I wake up to stare at my three calendars and realize that it’s February 29th. Leap Day. The first time I realized what a leap year meant, I was living in a different country, struggling to get my younger mind around the concept of a presidential election—because have you ever noticed that every leap year, it’s also the US presidential election and summer Olympics? I don’t know, I just like facts like that. Patterns. I like patterns.
The sun makes patterns on my quilt as I roll out of bed and set out to enjoy this day that I won’t see again for four more years. Google makes it all the brighter with its little animation, and I think like I always do about the people who have a birthday today. When do you celebrate in the in-between years—February 28th or March 1st? I don’t know if I would be depressed or ecstatic to have a leap day birthday.
It’s uncommonly warm for the last day of winter (in my un-scientific calculations), so I grab David Copperfield and let Dickens entertain me in the blustery sunshine on the back porch. But there’s something about the wind that distracts me, and I find myself staring out into the distance and thinking about this leap year.
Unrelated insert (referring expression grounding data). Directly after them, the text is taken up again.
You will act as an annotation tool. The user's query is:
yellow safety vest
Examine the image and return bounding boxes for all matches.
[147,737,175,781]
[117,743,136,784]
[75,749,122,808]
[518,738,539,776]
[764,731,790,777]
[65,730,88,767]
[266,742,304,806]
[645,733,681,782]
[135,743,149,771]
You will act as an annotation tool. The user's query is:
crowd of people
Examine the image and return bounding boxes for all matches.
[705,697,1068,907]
I like palindromes—a man a plan a canal panama. I like times like 11:11 and dates like 3/14/15. I like names where the first letter of the first name and the last letter of the last name are the same. It’s even better when it’s an exotic letter, like v. I like books like David Copperfield by Charles Dickens (D.C. by C.D.). I like how you can add the outside numbers of the the products of 11 in the hundreds and get the middle number, like 121. I like how when you multiply a number by zero, it equals nothing. Poof—it’s gone. No matter how big the first number is, zero can make it disappear. A little bit of magic.
That’s what leap days feel like to me: magic. I know there’s a scientific reason behind it, and that it’s not that glamorous, really, but just because there’s an explanation for something doesn’t mean I can’t marvel at it all the same. Who says math is really that different from magic? Numbers, words, algebra, grammar—sometimes they can explode into something as wizardly and wonderful as Gandalf’s fireworks.
The sun beams down on the thawing world, and the wind whips my hair into my eyes—forget about reading—and I think that I am so grateful to live in a world where every four years, you get a new day.
I am so grateful to live in a world where we can add and lose hours and not every place does it, so some places have an hour when others don’t, and it’s mind-boggling but there’s a reason, and it’s math and it’s magic.
I am so grateful to live in a world where watches can read 12:21 and calendars can list 9/10/11. I am so grateful to live in a world where sentences like “Poor Dan is in a droop” exist (although my dad argues that that doesn’t count, since “droop” isn’t technically a word). I am so grateful to live in a world where all these silly little things like tricks and puzzles and puns can brighten our days.
‘Cause, see, it didn’t have to be this way. Have you ever marveled that the sky is blue, not gray? Have you ever given thanks for cool-looking graphs (have you ever even thought a graph looked cool? Just wait till trig.)? Have you ever wondered at the wizardry of words?
Sometimes I take them for granted, and then I remember that it’s really a gift to live in a world with all these little miracles that maybe only I think about but that brighten up our mundanity.
Leap days, they remind me of the magic of life.